I do know of one explanation. Playing a musical instrument or with a football requires very specific, refined motor skills. Developing and maintaining these needs a lot of training. What changes does this training bring about in the brain? Each point of the fingers is connected to neurons in the cortex of your brain. These neurons are collectively responsible for the sensitivity of the fingers. Previously we thought that the connections between fingers and the cortex were formed in the young child and then remained fixed and unchangeable like a street map in a city. Of course you can change a street map, but then you would have to break down half the city, or at the very least a number of houses.
It turns out however that these brain connections can be changed relatively easily. The example below with monkeys illustrates this. On the left you see the areas of the cortex that represent the five fingers. The monkeys were trained to rotate a platform with the tips of their middle three fingers in order to get food. This was an intensive and refined movement. After three months the areas in the cortex for those three fingers had increased in size. This means that more and finer connections were laid down for those fingers.
This research cannot be replicated with musicians, because electrodes needed to be implanted in the monkeys’ brains for the experiment. But brain scans in humans have demonstrated similar effects. For instance that pianists’ brains show differences compared to those of non-pianists, with the two halves working better in harmony. This may be related to pianists having to move their hands independently of one another but very precisely coordinated, which is not so easy. The right hand is controlled by the left hemisphere and the left hand by the right hemisphere of the brain. The movement of the hands is tuned in such a way in the human brain that symmetrical movements take place more naturally than parallel movements. So moving both hands outwards – the left to the left and the right to the right – is easier than moving both hands to the right at the same time. It is much more difficult to move the hands and fingers independently of each other in time and space. I wouldn’t dream of trying. But a pianist must be able to do this effortlessly.

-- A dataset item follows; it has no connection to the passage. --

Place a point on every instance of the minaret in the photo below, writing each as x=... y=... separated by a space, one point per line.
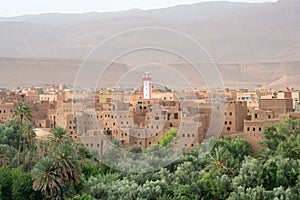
x=147 y=86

Learnt young, laid down forever

Practice, therefore, makes perfect, and produces a modified cortex. But I have not yet explained why musicians have to start practicing at such an early age to reach the top. The brains of the monkeys in the experiment showed changes after three months, so they did not have to practice ten years for this. Musicians have to learn more than just fine movements in order to play their instrument. Hearing plays an important role, and indeed the musician’s auditory cortex does change too. The musician’s brain has to process much more. The following aspect may explain why starting early is necessary and important. Young children who practice music learn to read better, differentiate similar (language) sounds better, and learn a new language better. This is already apparent at the age of three years, but accompanies musicians into their adulthood.
It appears, thus, that there is a connection between language and music. And learning a language is much easier at a (very) young age. My granddaughter, who is eight years old, has lived in China from when she was four and until quite recently. After one year of living there, her Chinese was indistinguishable from a native child’s. Her parents could not equal this after four years and much study. They could just about make themselves understood. One important explanation for this is that the neurons and their connections in the cortex of a young child increase rapidly, and therefore new information can be effortlessly absorbed. And then this is laid down in the neurons and connections, burnt in as it were. Because of this the children continue into adulthood to benefit from not only a better-differentiated sense of language but also a feel for music. That quick learning and laying down, the burning in of circuitry, can only occur in a child but not in an adult. The neurons do not increase as quickly in an adult. Top footballers appear in the meantime to have vanished from this story. They do not in any case create the impression of having a very well developed sense of language differentiation.

Can you create a genius?

You might think that musical training would help your young child improve in language and intelligence…but that is the question. In the first place there is the question of whether musicians have a better language sense because of the music practice or because they are born with it, or a combination of both1. And secondly, it is not described anywhere just how big the difference is between musicians and non-musicians. If I look at the articles, then the actual difference in language sense is disappointingly modest. Many factors play a role in learning language skills and the individual contribution of each of these factors is quite small. So you cannot make every child into a little language genius by providing a musical education at a young age. It may however tip the balance in favour of a successful musician.


References
Strait, D. L., S. O’Connell, et al. (2014). Musicians’ Enhanced Neural Differentiation of Speech Sounds Arises Early in Life: Developmental Evidence from Ages 3 to 30. Cerebral Cortex 24(9): 2512-2521.
White, E. J., S. A. Hutka, et al. (2013). Learning, neural plasticity and sensitive periods: implications for language acquisition, music training and transfer across the lifespan. Frontiers in systems neuroscience 7: 90.
Globerson, E. and I. Nelken (2013). The neuro-pianist. Frontiers in systems neuroscience 7: 35.
Lappe, C., L. J. Trainor, et al. (2011). Cortical plasticity induced by short-term multimodal musical rhythm training. PloS one 6(6): e21493.
Yang, H., W. Ma, et al. (2014). A longitudinal study on children’s music training experience and academic development. Scientific reports 4: 5854.
Steele, C. J., J. A. Bailey, et al. (2013). Early musical training and white-matter plasticity in the corpus callosum: evidence for a sensitive period. The Journal of neuroscience : the official journal of the Society for Neuroscience 33(3): 1282-1290.
Bailey, J. A., R. J. Zatorre, et al. (2014). Early musical training is linked to gray matter structure in the ventral premotor cortex and auditory-motor rhythm synchronization performance. Journal of cognitive neuroscience 26(4): 755-767.
Figure: Fig. 17-7, Principles of Neural Science, 5th Ed., 2013, ISBN 978-0-07-181001-2


Footnotes

  1. In none of the investigations is the possibility excluded that it is just inborn disposition and not training.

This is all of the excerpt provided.